The whisteblowing site on Monday issued an open letter to Eric Schmidt asking the former Google CEO and current chairman to explain when and where it gave law enforcement details on three journalists who were working for WikiLeaks in 2011.
According to the letter, Sarah Harrison, Kristinn Hrafnsson, and Joseph Farrell were all the subjects of federal investigations and had their email content and metadata provided to law enforcement without any warning from Google.
"We are astonished and disturbed that Google waited over two and a half years to notify its subscribers that a search warrant was issued for their records," WikiLeaks lawyers say in the letter.

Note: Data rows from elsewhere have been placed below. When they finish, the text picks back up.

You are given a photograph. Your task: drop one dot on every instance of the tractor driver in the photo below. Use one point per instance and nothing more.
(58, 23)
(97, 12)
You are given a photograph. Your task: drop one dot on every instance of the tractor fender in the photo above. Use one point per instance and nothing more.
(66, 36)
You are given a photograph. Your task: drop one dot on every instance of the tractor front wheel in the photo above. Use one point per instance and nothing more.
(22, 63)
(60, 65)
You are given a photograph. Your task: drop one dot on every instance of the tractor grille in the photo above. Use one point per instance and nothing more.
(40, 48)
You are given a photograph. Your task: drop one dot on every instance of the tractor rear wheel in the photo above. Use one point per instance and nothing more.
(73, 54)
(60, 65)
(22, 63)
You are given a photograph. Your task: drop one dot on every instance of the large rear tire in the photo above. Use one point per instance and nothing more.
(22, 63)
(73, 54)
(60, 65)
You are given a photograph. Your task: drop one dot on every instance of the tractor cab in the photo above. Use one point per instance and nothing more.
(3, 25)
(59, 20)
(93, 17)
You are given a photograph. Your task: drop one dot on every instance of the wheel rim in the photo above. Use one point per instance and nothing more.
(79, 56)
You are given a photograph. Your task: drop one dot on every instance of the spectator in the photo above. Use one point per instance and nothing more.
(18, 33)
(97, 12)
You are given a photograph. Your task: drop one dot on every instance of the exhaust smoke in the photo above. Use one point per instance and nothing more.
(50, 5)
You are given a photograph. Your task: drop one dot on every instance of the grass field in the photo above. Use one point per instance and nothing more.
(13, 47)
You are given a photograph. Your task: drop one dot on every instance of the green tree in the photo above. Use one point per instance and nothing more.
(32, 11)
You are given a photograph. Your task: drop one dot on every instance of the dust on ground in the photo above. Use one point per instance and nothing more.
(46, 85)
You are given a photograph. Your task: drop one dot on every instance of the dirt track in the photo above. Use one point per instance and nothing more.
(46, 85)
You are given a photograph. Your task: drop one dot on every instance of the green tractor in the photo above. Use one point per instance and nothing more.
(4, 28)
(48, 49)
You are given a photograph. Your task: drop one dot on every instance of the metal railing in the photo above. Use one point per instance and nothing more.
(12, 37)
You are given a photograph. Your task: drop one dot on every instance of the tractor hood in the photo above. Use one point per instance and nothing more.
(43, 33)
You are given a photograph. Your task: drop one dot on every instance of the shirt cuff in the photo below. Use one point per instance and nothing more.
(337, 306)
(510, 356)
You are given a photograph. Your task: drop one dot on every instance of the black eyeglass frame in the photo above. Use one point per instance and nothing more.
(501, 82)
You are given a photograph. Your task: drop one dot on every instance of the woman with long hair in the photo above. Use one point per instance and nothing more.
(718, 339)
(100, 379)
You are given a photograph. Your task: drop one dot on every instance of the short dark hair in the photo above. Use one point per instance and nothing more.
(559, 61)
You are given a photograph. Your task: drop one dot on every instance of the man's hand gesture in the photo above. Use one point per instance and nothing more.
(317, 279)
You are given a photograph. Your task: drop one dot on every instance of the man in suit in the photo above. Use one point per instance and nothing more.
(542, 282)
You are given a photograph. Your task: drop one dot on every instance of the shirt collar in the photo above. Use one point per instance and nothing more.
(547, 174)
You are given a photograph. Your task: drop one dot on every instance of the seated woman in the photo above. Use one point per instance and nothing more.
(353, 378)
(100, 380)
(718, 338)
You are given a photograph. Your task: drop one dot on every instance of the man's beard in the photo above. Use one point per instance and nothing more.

Google did not respond to a request for comment on the letter.
According to WikiLeaks, the Chocolate Factory is particularly unwilling to protect its users when the feds ask for information. They argue that Twitter has been far more willing to argue for the right to notify users of data requests, something Google did not do.
"Had Ms. Harrison, Mr. Hrafnsson, or Mr. Farrell been aware of such proceedings they could have intervened and protected their interests including their rights to privacy, association and freedom from illegal searches," the letter read.
"While it is too late for our clients to have the notice they should have had, they are still entitled to a list of Google's disclosures to the government and an explanation why Google waited more than two and a half years to provide any notice."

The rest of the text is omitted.